Attentive audience: IFA national treasurer Tim Cullinan from Toomevara, right, at the IFA meeting on crime where a call was made to change the law Picture: Bridget Delaney
Rural Tipperary is being terrorised by gangs roaming farmland with lurcher dogs, an IFA organised meeting on the issue was told this week.
And the gathering heard that the fight against crime is being hampered by new laws around data protection and archaic rules on trespassing.
Cameras installed in Littleton over 12 months ago have yet to be switched on over a dispute about who should control the data.
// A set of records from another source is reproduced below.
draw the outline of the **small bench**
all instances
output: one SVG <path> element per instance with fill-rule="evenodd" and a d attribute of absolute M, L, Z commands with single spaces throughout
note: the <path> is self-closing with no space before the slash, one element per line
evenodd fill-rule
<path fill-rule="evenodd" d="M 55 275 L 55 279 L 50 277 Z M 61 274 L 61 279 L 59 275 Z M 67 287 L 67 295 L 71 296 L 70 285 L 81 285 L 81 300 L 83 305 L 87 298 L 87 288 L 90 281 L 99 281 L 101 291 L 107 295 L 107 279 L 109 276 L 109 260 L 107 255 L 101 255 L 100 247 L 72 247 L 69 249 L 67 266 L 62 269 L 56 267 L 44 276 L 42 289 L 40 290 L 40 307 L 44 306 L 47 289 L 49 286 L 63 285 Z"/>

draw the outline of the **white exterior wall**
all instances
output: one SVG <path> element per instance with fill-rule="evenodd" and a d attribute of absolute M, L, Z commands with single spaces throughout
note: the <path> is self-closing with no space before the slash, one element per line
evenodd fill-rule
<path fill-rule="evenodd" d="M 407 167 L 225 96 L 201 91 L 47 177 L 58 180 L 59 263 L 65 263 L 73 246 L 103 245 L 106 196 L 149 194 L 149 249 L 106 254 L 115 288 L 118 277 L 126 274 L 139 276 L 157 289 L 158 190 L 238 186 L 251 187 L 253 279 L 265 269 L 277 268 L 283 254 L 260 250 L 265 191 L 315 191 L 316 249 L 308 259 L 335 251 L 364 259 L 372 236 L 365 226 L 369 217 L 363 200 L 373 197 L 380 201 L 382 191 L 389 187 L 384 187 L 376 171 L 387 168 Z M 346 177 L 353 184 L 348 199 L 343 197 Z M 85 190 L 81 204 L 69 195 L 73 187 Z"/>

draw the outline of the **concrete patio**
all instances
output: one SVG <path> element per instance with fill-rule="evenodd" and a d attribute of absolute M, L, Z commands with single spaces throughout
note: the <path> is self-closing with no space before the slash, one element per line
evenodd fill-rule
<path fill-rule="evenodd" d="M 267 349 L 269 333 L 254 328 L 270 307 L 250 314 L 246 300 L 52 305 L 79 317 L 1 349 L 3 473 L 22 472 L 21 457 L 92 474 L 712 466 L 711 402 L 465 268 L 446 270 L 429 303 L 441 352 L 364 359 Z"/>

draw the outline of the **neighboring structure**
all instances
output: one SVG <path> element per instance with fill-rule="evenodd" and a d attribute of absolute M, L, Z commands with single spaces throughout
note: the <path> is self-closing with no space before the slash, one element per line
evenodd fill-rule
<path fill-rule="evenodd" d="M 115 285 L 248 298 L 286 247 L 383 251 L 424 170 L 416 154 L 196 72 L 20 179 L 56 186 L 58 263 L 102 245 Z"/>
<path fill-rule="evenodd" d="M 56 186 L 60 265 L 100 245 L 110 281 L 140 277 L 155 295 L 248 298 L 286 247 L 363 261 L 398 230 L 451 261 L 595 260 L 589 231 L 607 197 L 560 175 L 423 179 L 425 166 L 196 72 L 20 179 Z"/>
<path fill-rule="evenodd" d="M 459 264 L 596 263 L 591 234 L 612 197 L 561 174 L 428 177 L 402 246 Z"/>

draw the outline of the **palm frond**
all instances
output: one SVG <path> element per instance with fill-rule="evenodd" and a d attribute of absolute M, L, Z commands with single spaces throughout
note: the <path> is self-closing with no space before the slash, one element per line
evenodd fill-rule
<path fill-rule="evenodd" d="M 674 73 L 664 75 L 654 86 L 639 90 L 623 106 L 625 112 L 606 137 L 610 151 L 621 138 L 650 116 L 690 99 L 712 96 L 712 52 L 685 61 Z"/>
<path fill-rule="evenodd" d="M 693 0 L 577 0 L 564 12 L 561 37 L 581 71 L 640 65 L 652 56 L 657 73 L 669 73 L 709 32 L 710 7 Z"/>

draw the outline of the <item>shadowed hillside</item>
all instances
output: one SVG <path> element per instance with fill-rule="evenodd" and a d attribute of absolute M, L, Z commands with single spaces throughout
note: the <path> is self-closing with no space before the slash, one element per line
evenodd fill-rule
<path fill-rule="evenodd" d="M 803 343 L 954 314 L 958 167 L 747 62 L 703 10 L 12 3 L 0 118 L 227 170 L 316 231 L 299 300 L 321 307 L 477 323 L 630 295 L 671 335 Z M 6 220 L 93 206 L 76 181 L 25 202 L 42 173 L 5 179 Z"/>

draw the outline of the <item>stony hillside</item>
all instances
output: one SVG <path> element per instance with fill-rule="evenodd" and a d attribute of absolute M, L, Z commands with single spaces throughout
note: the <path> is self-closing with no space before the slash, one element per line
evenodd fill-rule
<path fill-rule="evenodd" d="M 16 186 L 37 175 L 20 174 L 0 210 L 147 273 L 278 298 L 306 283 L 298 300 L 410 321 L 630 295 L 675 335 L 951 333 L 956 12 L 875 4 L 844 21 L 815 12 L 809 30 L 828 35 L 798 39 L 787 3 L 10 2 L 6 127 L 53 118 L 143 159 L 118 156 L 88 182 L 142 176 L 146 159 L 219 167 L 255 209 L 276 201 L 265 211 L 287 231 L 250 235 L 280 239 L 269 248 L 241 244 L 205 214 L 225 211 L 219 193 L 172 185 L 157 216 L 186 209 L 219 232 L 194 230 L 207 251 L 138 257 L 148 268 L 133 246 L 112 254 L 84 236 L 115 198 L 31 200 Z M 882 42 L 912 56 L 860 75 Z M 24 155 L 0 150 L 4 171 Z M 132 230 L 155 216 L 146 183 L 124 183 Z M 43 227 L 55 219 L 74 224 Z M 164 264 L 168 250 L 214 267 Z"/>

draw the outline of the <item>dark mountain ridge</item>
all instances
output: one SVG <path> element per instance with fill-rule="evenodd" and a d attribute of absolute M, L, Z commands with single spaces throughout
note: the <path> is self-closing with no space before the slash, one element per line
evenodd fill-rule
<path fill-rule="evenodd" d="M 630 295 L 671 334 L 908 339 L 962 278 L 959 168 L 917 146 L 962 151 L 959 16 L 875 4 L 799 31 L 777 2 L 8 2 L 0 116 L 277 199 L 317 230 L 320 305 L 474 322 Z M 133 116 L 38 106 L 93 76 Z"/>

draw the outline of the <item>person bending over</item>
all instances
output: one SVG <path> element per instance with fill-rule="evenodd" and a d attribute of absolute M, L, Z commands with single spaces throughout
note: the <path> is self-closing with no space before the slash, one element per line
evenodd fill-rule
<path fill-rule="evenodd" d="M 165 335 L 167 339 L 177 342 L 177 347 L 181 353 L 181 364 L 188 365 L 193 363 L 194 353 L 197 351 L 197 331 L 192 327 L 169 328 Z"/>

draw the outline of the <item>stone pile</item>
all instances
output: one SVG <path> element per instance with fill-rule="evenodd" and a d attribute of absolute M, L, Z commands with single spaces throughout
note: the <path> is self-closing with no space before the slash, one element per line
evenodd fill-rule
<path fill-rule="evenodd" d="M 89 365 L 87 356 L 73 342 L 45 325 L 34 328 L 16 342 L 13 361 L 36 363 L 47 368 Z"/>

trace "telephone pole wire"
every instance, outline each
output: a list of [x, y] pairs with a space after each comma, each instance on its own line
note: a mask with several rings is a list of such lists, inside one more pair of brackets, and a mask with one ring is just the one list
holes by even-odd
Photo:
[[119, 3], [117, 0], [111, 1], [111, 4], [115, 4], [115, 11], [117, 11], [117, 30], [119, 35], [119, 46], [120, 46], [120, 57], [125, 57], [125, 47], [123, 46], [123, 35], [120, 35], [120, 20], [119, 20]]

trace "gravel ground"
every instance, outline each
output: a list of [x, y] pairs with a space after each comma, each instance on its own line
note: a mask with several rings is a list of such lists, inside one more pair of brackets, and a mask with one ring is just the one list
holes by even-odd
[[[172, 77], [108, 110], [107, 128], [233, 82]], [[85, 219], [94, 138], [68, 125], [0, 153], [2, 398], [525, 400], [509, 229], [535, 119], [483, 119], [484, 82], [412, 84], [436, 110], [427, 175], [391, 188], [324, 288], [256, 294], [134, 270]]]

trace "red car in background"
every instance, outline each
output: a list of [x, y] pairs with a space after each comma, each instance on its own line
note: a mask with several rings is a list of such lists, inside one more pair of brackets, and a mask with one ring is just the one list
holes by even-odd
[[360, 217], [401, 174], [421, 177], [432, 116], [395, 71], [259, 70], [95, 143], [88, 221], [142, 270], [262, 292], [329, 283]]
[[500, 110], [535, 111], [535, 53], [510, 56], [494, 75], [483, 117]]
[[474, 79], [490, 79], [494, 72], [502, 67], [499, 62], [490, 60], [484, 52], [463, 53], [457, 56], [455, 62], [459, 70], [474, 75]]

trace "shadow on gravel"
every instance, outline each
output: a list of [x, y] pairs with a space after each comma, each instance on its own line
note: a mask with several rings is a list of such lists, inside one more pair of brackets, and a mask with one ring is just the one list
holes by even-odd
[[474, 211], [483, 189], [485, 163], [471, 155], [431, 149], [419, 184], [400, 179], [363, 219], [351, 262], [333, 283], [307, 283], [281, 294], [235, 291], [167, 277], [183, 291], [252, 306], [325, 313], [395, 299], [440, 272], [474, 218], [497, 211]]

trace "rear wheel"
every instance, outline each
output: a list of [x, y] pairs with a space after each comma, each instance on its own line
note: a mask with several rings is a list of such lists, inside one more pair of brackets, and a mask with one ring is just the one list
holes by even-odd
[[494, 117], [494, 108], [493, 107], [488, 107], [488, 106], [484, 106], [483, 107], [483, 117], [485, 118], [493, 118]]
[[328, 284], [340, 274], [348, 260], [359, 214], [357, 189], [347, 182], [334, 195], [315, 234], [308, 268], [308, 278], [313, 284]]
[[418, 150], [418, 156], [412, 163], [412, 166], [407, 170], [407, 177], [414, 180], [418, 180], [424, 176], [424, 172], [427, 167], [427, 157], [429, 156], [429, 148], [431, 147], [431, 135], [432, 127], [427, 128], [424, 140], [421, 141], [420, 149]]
The meeting, attended by close to 100 people, was told by six-time crime victim Clive Clarke from Dunkerrin that he had farm machinery stolen, his butchering business had been broken into and a dog had been beaten to death by raiders who left his other dog with horrific injuries.
The meeting called on the Government to change the laws around trespassing to halt roaming gangs coming on to farmland with lurcher dogs and committing crimes.
The IFA met new Garda Commissioner Drew Harris this week, and its deputy president Richard Kennedy told this Monday's meeting in Nenagh that they were seeking a higher Garda presence, a better resourced force and a special Garda taskforce to tackle rural crime.
“Commissioner Harris has taken this on board,” he said.
The meeting was organised in response to an incident in Toomevara in October when a farmer was threatened by a gang hunting hares with lurcher dogs.
“We have people coming on to land with lurchers who when challenged will intimidate and issue threats,” said Mr Kennedy. "Attacks by people walking on land without permission has to stop.”
He knew of one farmer who shot a dog but was now afraid to sleep in case his property was set on fire.
Mr Kennedy said the Commissioner was also going to look at issues surrounding Garda boundary divisions.
The meeting heard that there were major concerns around CCTV and data protection, with Littleton left without CCTV coverage for over 12 months because of issues around who should control the data.
“The legislation won't allow the Gardai to be the guardians of data,” revealed Tipperary crime prevention officer Tom O'Dwyer. “It has to be the local authority.”
He said the Gardai were willing to house it in the local station .
Many speakers called for changes to the law on trespass, with one woman saying they had come across five people with 14 lurchers on their land in the past two weeks.
Last week four people from Cork were caught on land in the Ballymackey / Kilkeary area, and, said Sgt Declan O'Carroll, hopefully they would be prosecuted.
He revealed the Gardai can't seize dogs without the dog warden being present.
Sgt O'Carroll also said the trespass law needed to be changed to a more simple format.
The meeting heard calls for a march on Dublin to highlight the problem with North Tipperary IFA chair Imelda Walsh saying: “The message needs to go out that rural Ireland needs to be safe and the fear and intimidatIon has to stop.”